Transfert à la BNPJ et garanties procédurales

Sur instructions du Parquet, Ali Lmrabet a été transféré au siège de la Brigade Nationale de la Police Judiciaire (BNPJ) à Casablanca pour les besoins de l’enquête. Il y a été placé en garde à vue afin d’être auditionné sur les faits qui lui sont reprochés.

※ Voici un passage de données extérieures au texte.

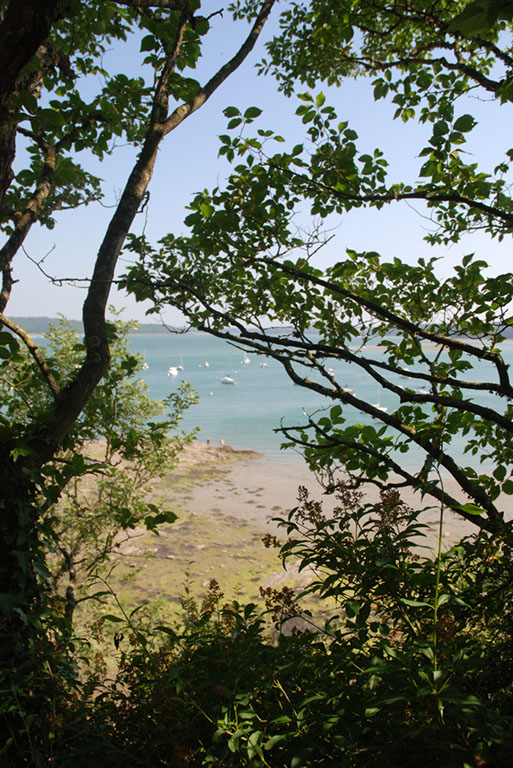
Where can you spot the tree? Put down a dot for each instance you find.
(248, 264)
(48, 50)
(122, 443)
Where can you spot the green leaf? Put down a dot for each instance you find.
(464, 123)
(472, 509)
(252, 112)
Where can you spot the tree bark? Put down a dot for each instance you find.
(25, 26)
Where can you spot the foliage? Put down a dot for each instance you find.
(250, 261)
(412, 668)
(61, 112)
(122, 442)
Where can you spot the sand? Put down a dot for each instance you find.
(225, 501)
(253, 488)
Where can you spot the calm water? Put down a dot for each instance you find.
(246, 414)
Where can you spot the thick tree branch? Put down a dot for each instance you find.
(24, 28)
(31, 212)
(72, 399)
(184, 110)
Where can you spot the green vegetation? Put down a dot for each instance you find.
(415, 666)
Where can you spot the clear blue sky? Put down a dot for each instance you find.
(188, 162)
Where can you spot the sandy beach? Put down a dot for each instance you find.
(225, 501)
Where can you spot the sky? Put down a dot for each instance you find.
(188, 162)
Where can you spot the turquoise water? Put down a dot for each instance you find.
(246, 414)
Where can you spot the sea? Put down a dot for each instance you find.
(248, 413)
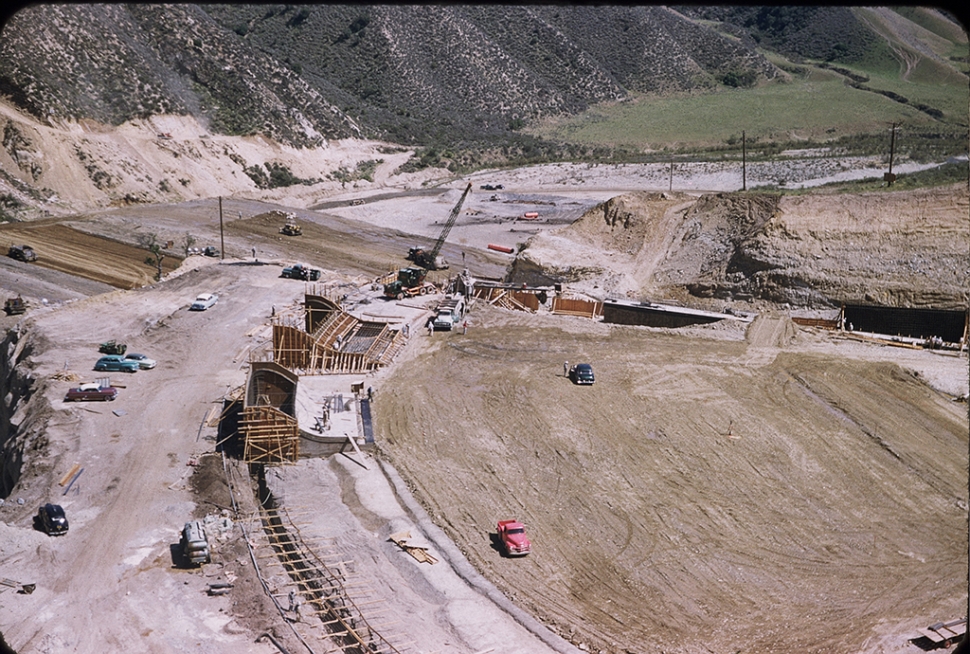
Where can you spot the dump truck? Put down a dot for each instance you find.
(15, 306)
(112, 347)
(514, 540)
(409, 282)
(22, 253)
(450, 312)
(194, 543)
(299, 271)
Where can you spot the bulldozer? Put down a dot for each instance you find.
(291, 228)
(409, 282)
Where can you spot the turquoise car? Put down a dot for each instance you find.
(116, 363)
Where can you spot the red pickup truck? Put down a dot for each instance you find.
(512, 535)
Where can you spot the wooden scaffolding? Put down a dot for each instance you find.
(327, 339)
(271, 436)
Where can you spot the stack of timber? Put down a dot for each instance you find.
(576, 307)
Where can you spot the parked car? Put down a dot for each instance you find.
(514, 540)
(116, 363)
(204, 301)
(22, 253)
(581, 373)
(143, 361)
(91, 393)
(52, 519)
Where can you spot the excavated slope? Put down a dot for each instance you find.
(906, 248)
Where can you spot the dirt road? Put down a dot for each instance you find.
(714, 490)
(705, 494)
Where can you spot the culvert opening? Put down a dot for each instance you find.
(947, 325)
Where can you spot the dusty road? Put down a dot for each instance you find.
(714, 490)
(705, 494)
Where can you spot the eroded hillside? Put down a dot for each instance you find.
(902, 248)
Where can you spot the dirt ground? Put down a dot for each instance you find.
(706, 493)
(729, 488)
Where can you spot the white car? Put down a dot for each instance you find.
(143, 361)
(204, 301)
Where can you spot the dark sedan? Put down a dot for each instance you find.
(91, 393)
(581, 373)
(52, 519)
(115, 363)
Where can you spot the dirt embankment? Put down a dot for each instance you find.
(904, 248)
(707, 493)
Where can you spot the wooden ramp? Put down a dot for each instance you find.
(944, 634)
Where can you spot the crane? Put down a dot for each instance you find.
(431, 260)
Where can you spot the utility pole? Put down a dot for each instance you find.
(889, 177)
(222, 238)
(744, 162)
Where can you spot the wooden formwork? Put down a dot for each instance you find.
(507, 298)
(821, 323)
(340, 343)
(270, 436)
(291, 346)
(576, 307)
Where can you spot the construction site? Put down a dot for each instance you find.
(743, 476)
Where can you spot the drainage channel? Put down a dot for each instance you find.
(317, 596)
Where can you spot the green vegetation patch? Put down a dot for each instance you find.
(800, 109)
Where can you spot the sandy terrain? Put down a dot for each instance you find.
(760, 489)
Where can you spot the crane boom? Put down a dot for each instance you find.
(430, 260)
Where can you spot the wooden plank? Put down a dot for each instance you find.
(932, 635)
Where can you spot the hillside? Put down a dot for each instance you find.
(905, 248)
(301, 74)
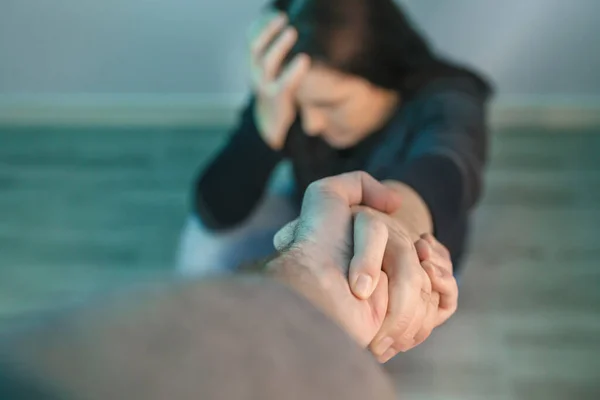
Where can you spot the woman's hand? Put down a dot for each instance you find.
(274, 84)
(317, 248)
(435, 259)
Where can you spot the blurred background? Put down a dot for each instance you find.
(109, 109)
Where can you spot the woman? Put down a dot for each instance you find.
(341, 85)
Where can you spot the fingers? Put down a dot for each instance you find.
(409, 293)
(439, 253)
(273, 59)
(430, 321)
(356, 188)
(424, 250)
(285, 236)
(262, 34)
(445, 284)
(370, 240)
(294, 72)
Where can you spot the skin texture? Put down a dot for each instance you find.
(407, 273)
(343, 110)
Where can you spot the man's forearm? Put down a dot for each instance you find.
(241, 338)
(414, 215)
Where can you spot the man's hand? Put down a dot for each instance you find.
(318, 248)
(435, 259)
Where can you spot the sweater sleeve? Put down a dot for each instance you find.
(229, 189)
(446, 156)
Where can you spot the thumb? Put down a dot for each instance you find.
(284, 238)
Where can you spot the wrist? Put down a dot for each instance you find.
(306, 276)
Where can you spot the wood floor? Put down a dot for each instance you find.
(85, 209)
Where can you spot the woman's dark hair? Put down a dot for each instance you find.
(372, 39)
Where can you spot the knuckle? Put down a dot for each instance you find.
(321, 186)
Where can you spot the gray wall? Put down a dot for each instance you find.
(530, 47)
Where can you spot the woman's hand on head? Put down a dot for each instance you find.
(274, 84)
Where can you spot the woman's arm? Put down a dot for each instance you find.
(441, 178)
(233, 183)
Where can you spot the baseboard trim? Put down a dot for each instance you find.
(222, 110)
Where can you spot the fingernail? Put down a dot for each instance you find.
(439, 272)
(388, 355)
(363, 285)
(383, 346)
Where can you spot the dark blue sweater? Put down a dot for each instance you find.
(436, 143)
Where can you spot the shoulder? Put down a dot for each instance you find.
(455, 98)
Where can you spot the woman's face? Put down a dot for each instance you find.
(343, 109)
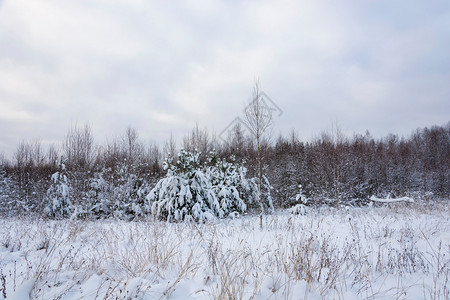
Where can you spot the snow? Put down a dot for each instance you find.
(391, 200)
(353, 253)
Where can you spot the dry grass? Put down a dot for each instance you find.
(369, 252)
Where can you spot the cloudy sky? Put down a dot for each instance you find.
(163, 66)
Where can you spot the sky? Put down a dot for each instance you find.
(163, 67)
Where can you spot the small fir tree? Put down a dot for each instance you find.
(59, 204)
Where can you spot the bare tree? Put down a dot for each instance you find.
(258, 117)
(79, 147)
(170, 146)
(197, 140)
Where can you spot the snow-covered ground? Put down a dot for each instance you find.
(389, 252)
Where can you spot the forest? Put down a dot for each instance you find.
(331, 169)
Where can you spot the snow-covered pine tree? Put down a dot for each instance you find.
(59, 204)
(99, 204)
(226, 181)
(266, 197)
(185, 192)
(199, 192)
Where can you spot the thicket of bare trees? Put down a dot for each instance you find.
(332, 168)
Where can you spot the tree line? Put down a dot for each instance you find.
(332, 168)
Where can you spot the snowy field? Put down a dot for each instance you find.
(397, 252)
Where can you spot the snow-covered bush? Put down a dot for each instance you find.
(59, 204)
(133, 193)
(266, 197)
(300, 207)
(123, 196)
(199, 192)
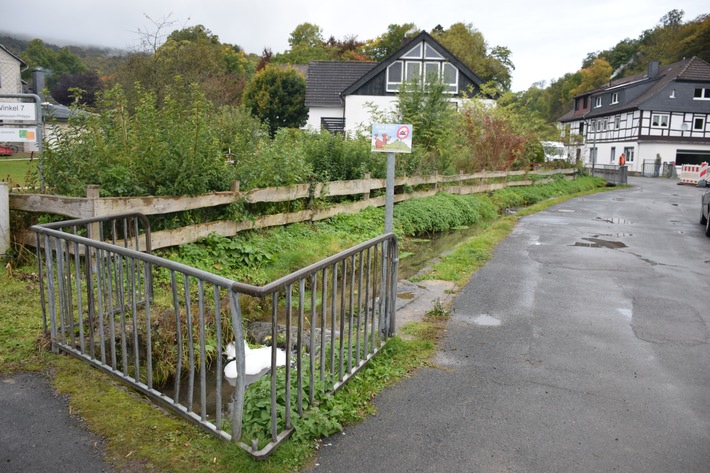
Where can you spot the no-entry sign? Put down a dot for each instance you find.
(391, 138)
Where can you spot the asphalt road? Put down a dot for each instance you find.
(581, 347)
(37, 434)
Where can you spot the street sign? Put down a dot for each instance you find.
(17, 111)
(21, 135)
(391, 138)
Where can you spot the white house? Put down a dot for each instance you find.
(662, 112)
(339, 93)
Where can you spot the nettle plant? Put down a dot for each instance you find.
(140, 147)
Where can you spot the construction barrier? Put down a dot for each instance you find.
(692, 173)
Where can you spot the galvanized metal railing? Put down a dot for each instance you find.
(162, 326)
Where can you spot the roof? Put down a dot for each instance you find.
(22, 63)
(423, 36)
(692, 69)
(328, 79)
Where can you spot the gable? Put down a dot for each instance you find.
(420, 58)
(327, 79)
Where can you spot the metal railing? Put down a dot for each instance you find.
(162, 326)
(611, 172)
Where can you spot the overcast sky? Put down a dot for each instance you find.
(548, 38)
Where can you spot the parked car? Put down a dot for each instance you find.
(705, 212)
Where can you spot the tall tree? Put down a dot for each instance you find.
(389, 42)
(468, 44)
(277, 97)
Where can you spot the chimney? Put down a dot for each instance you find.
(38, 81)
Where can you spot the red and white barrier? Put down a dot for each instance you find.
(692, 173)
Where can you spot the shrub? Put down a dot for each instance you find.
(142, 148)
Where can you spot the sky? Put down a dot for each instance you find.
(547, 38)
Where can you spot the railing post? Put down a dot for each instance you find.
(366, 195)
(4, 218)
(92, 193)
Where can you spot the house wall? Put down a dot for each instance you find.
(10, 82)
(316, 113)
(358, 110)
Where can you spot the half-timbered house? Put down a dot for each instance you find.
(663, 114)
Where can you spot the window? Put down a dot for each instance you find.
(629, 154)
(450, 76)
(414, 71)
(659, 120)
(431, 72)
(431, 53)
(414, 53)
(394, 76)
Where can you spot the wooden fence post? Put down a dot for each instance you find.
(4, 218)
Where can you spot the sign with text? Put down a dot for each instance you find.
(17, 111)
(18, 135)
(391, 138)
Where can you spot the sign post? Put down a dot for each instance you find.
(13, 114)
(390, 139)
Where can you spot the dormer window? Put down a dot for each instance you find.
(425, 64)
(701, 94)
(394, 76)
(659, 120)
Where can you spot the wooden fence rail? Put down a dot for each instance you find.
(92, 205)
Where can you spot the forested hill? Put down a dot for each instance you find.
(226, 69)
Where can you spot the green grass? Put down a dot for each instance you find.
(17, 172)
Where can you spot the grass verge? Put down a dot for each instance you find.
(18, 172)
(143, 437)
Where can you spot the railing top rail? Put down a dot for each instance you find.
(50, 229)
(130, 253)
(270, 288)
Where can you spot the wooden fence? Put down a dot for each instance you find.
(92, 205)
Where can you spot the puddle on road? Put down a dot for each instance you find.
(599, 243)
(483, 320)
(613, 220)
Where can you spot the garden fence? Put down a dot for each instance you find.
(362, 192)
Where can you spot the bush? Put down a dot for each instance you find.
(142, 148)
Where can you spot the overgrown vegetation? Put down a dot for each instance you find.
(142, 436)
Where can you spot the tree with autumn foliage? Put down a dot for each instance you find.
(277, 96)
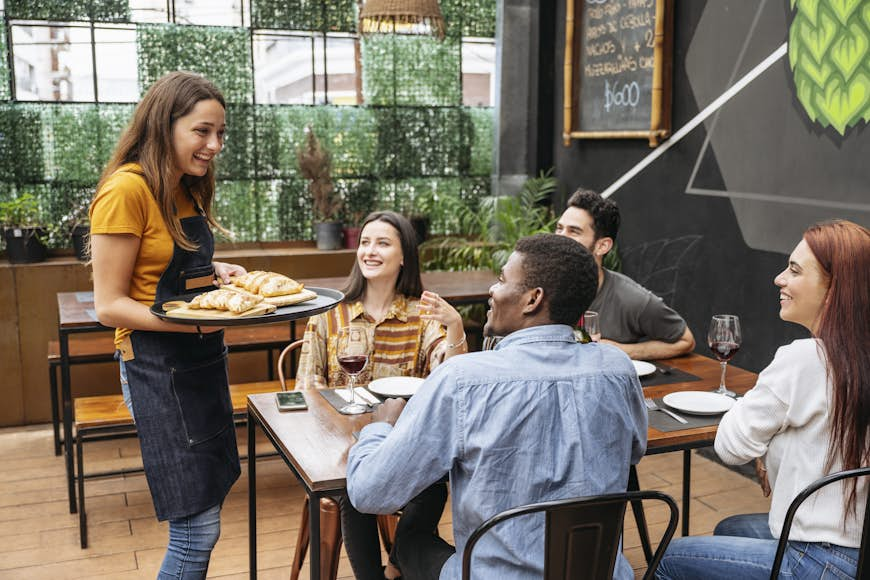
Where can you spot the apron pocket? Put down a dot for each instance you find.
(204, 400)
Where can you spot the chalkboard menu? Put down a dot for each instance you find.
(618, 62)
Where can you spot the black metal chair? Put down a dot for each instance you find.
(863, 572)
(581, 534)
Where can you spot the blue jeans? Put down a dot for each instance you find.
(191, 541)
(743, 547)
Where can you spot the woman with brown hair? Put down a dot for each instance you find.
(151, 239)
(807, 416)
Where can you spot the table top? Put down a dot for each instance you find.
(316, 441)
(76, 309)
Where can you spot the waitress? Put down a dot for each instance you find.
(151, 239)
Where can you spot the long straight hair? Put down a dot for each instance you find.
(147, 140)
(408, 283)
(842, 249)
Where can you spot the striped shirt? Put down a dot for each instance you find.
(404, 345)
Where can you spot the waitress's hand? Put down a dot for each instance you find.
(223, 271)
(389, 411)
(761, 472)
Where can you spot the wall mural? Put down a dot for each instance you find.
(829, 53)
(783, 150)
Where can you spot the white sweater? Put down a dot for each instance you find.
(786, 417)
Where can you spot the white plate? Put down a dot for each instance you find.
(699, 402)
(395, 386)
(643, 368)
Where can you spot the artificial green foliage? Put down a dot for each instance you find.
(411, 70)
(479, 139)
(331, 16)
(69, 10)
(21, 143)
(73, 146)
(469, 17)
(829, 53)
(5, 94)
(236, 160)
(222, 55)
(236, 207)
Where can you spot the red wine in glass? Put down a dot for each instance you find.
(353, 364)
(724, 350)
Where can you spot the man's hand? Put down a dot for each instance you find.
(223, 271)
(389, 411)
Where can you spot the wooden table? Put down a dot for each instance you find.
(314, 443)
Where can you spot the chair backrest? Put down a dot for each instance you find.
(863, 568)
(581, 535)
(287, 349)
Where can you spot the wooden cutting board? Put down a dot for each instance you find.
(187, 312)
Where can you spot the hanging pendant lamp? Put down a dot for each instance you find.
(420, 17)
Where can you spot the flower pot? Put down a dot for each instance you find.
(24, 245)
(328, 235)
(80, 242)
(351, 237)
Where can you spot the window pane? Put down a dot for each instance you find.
(52, 63)
(117, 78)
(341, 71)
(283, 68)
(209, 12)
(478, 74)
(148, 11)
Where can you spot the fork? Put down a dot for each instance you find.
(651, 405)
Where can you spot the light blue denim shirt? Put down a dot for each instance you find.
(539, 418)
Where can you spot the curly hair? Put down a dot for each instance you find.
(604, 212)
(564, 270)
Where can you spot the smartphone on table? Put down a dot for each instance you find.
(290, 401)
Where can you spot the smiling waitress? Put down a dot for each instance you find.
(151, 239)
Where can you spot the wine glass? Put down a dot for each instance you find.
(724, 340)
(353, 355)
(590, 324)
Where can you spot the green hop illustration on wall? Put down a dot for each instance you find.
(829, 54)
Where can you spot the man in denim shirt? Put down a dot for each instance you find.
(539, 418)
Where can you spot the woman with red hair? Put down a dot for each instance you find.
(807, 416)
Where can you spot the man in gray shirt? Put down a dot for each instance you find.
(631, 317)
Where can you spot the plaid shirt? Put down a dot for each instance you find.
(404, 345)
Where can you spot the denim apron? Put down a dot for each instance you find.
(179, 387)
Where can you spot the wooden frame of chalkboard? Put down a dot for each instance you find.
(618, 70)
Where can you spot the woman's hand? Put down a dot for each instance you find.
(433, 307)
(223, 271)
(761, 472)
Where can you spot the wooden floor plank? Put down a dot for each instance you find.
(39, 537)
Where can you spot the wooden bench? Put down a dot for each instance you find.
(101, 417)
(100, 348)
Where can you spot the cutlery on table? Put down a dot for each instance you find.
(652, 406)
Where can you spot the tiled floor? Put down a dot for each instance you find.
(39, 538)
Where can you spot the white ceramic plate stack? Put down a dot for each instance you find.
(643, 368)
(395, 386)
(699, 402)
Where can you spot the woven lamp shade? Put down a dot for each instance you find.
(422, 17)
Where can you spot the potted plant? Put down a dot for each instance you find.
(315, 164)
(23, 234)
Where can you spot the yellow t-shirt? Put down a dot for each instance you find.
(125, 205)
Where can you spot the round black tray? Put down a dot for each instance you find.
(327, 299)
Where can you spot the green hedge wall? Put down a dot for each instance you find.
(411, 146)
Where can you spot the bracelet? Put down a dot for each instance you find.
(457, 344)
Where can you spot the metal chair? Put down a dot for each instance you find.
(863, 568)
(581, 534)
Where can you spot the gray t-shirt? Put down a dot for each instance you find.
(629, 313)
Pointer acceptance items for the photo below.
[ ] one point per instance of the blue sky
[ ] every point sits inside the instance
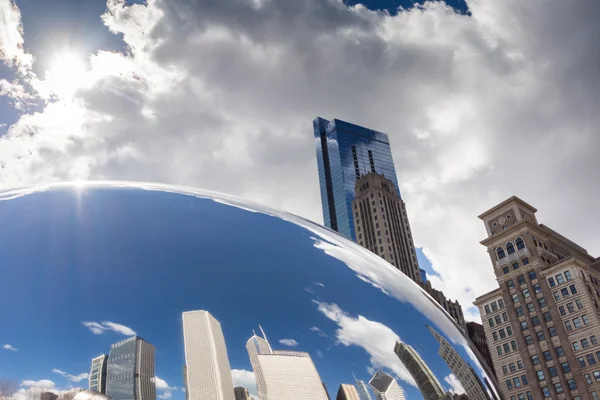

Le Parquet souligne que la procédure se déroule dans le respect de la présomption d’innocence et des garanties accordées par la loi. À l’issue de l’enquête, le journaliste sera déféré devant le Parquet de Casablanca pour l’établissement des suites juridiques.

 

Un parcours marqué par les interdictions

Ali Lmrabet est une figure connue pour ses positions critiques. Ancien éditeur des hebdomadaires Demain Magazine et Doumane, il avait vu ses publications interdites en 2003 après un procès pour « outrage au roi ». Condamné à trois ans de prison, il avait bénéficié d’une grâce royale début 2004.

Par la suite, il avait été interdit d’exercer le journalisme au Maroc entre 2005 et 2015 pour diffamation.